In May, President Joe Biden replaced one of the most woke heads of the Joint Chiefs of Staff ever, Army Gen. Mark A. Milley, with an Air Force general, Charles Q. Brown, that makes Milley look sedate. Milley is still famous for claiming at a 2021 hearing that he wanted to understand “white rage,” as he defended assigning readings from Ibram X. Kendi to Navy cadets. (The Navy later quietly dropped the readings.) When he was chief of staff of the Air Force, Brown signed a document calling for “aspirational” racial quotas that would cap the number of white officers at 67%. In the middle of 2020, Brown released a video about the racial violence then shaking the country that made clear he had taken the Marxist-inspired uprising as proof of racial despair in America.
The Navy, desperate to recruit more sailors, used an active-duty drag queen (transgender personnel have been allowed to serve openly in the military since Biden’s first year in office) to boost recruitment among transgender people. Joshua Kelley, who performs as “Harpy Daniels,” identifies as “nonbinary” and demands that he be addressed as “they,” participated in the Navy’s Digital Ambassador Program until three months ago.
At a March 23 hearing of the House Armed Services Committee’s Military Personnel Subcommittee, Rep. Jim Banks (R-IN) repeatedly asked Gil Cisneros, Jr., undersecretary of defense for personnel and readiness, if he could commit to not using race as a factor when hiring or promoting. “Will you personally commit to opposing any effort to promote or recruit service members based on their race or gender? Can you commit to that, at least commit to that personally today?” Banks asked.
Cisneros refused. “To solely — to not recruit?” he responded, surprised the question was even asked. “I believe we need a diverse pool. It’s important for us to recruit members that are — that are diverse.”
The Army last year released its first climate strategy paper ever, which promises to cut greenhouse gases in half by 2030 (that is, in less than seven years) and be net-neutral by 2050. “Climate change threatens America’s security and is altering the geostrategic landscape as we know it,” Secretary of the Army Christine Wormuth wrote in the report. “The time to address climate change is now.”
All this head-scratching behavior is happening in one of the greatest periods of military peril in many decades.
A shooting war between Russia and democratic Ukraine is well into its second year, with no sign of abatement and, if anything, constantly upping a dangerous geostrategic ante. Meanwhile, at the other end of the planet, China is flexing its muscle over the democratic, free island of Taiwan, which Beijing cannot abide any more than Russia can abide Ukraine.
In May, a Chinese fighter jet buzzed a U.S. Air Force jet in international waters in the South China Sea.

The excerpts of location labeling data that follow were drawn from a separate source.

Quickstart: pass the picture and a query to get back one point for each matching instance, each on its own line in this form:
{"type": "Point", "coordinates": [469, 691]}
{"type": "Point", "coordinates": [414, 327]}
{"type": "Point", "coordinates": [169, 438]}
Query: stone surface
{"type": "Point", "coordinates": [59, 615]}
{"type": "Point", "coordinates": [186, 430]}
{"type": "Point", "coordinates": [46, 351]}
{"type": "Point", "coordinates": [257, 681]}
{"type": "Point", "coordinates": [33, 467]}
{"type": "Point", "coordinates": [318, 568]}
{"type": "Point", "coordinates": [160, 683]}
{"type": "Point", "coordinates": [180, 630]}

A few days later, a Chinese warship almost collided with a U.S. Navy destroyer.
And all this is happening as the military continues to miss recruitment deadlines — fewer and fewer are enlisting, whether nonbinary, transgender, or heterosexual. One of my colleagues recently noted that the Army missed its 2022 recruitment goal by 25% in 2022 and will do so again this year. “Ditto the Air Force and Navy,” wrote Gen. Tom Spoehr.
All of this together suggests that the Army, the Navy, the Air Force, the Marines, and the Space Force have bigger problems than racial proportionalism, sexual exploration, or the search for carbon neutrality. None of these are problems that more TikTok videos by Harpy Daniels will address.
Republicans in Congress are right to be concerned . Why aren’t others?